Not smiling: and Work and Pensions Secretary Therese Coffey really won’t be, once it gets through to her that the public now knows her department has been taking the p*ss out of all the people it has killed.
This is typical of the DWP: in the week that the minister for disabled people promises the department is working to improve its response to benefit-related deaths, we find it has been destroying records of them.
Particularly interesting for This Writer is the fact that they were records dated before 2015 – a period that I inquired about in a Freedom of Information request that the Department refused to honour.
I had to force the government to issue what turned out to be a tragically limited response, via an order from the Information Commissioner’s Office.
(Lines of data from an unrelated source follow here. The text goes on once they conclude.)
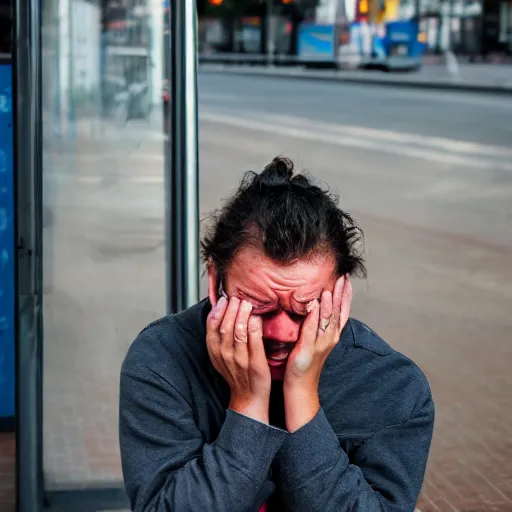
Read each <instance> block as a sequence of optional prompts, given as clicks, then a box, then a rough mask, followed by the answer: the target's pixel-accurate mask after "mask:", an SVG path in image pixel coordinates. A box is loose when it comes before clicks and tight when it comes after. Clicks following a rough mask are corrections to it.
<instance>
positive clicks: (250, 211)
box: [201, 157, 366, 277]
mask: <svg viewBox="0 0 512 512" xmlns="http://www.w3.org/2000/svg"><path fill="white" fill-rule="evenodd" d="M338 200H339V198H338V196H337V195H335V194H333V193H331V192H329V191H324V190H322V189H321V188H320V187H319V186H317V185H315V184H314V183H313V181H312V179H311V178H310V177H309V176H307V175H306V174H304V173H296V172H295V169H294V164H293V162H292V161H291V160H290V159H288V158H284V157H277V158H275V159H274V160H273V161H272V162H271V163H270V164H269V165H267V166H266V167H265V169H264V170H263V171H262V172H261V173H260V174H257V173H255V172H252V171H249V172H247V173H246V174H245V176H244V178H243V180H242V182H241V184H240V186H239V188H238V190H237V191H236V193H235V194H234V195H233V196H232V197H231V198H229V199H228V200H227V202H226V203H225V205H224V206H223V208H221V209H220V210H218V211H216V212H214V213H213V214H212V217H211V221H212V222H211V225H210V227H209V228H208V230H207V231H206V234H205V236H204V237H203V240H202V242H201V255H202V257H203V260H204V262H205V263H207V262H208V261H212V262H213V263H214V264H215V267H216V269H217V271H218V272H219V275H220V276H222V275H223V274H224V272H225V270H226V268H227V266H228V265H229V264H230V262H231V261H232V259H233V257H234V256H235V255H236V253H237V252H238V251H239V250H241V249H243V248H246V247H248V246H253V247H257V248H259V249H261V250H262V251H263V253H264V254H265V255H266V256H267V257H268V258H270V259H271V260H273V261H275V262H279V263H282V264H289V263H291V262H293V261H294V260H297V259H303V258H311V257H315V256H317V255H319V254H322V253H325V252H327V251H330V252H331V253H332V254H333V255H334V257H335V260H336V273H337V274H338V275H343V274H347V273H348V274H351V275H359V276H362V277H366V268H365V266H364V259H363V256H362V252H363V242H364V237H363V232H362V230H361V229H360V228H359V226H358V225H357V224H356V222H355V221H354V219H353V218H352V217H351V216H350V215H349V214H348V213H346V212H344V211H343V210H341V209H340V208H339V207H338Z"/></svg>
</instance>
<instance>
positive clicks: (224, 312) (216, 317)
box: [206, 297, 228, 334]
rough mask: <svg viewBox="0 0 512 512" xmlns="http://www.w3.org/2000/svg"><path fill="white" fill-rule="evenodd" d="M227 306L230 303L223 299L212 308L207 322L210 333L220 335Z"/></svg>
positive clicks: (206, 321)
mask: <svg viewBox="0 0 512 512" xmlns="http://www.w3.org/2000/svg"><path fill="white" fill-rule="evenodd" d="M227 306H228V301H227V299H226V298H225V297H221V298H220V299H219V300H218V301H217V304H215V306H214V307H213V308H212V310H211V311H210V314H209V315H208V318H207V320H206V327H207V330H208V331H212V332H215V333H216V334H218V331H219V327H220V324H221V322H222V319H223V318H224V313H225V312H226V308H227Z"/></svg>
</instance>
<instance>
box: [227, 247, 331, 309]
mask: <svg viewBox="0 0 512 512" xmlns="http://www.w3.org/2000/svg"><path fill="white" fill-rule="evenodd" d="M334 270H335V261H334V258H333V257H332V255H330V254H318V255H315V256H313V257H311V258H304V259H301V260H297V261H295V262H292V263H291V264H287V265H283V264H280V263H277V262H275V261H272V260H270V259H268V258H267V257H266V256H265V255H264V254H263V253H262V251H261V250H259V249H257V248H252V247H247V248H244V249H242V250H241V251H239V252H238V253H237V254H236V256H235V257H234V258H233V260H232V262H231V263H230V265H229V266H228V268H227V272H226V280H227V281H228V282H229V286H230V287H236V288H237V289H239V290H241V291H245V292H247V293H254V294H257V298H260V297H261V298H269V296H274V295H279V294H290V293H291V294H292V295H293V297H294V298H295V299H296V300H301V299H302V298H304V299H311V298H312V297H311V294H314V293H315V292H321V291H322V290H324V289H326V288H329V287H331V286H332V285H333V282H334V280H335V273H334Z"/></svg>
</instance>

All of the above suggests that Linda Cooksey, sister of DWP victim Tim Salter (who took his own life after being deprived of benefits in 2013), was right to say the Department has been trying to “cover up” the facts.
It seems the DWP has feebly tried to excuse itself with a claim that the destruction was necessary due to data protection requirements.
But the Information Commissioner’s Office (again) has made it clear that there was no need to destroy any documents by a particular date, and in any case they could have been made subjects of a “public interest” protection.
It is interesting to hear that Stephen Timms, chair of the Commons Work and Pensions Committee, said there was a “lack of seriousness” about “putting things right when they go wrong”.
Perhaps that explains why Justin Tomlinson (the afore-mentioned minister for people with disabilities) was caught smirking during a debate about the DWP’s failure to address these issues.
So we see that the DWP minister was making fun of everybody who has suffered at the department’s hands, and the Department itself is laughing at anybody who seriously expects it to change its ways.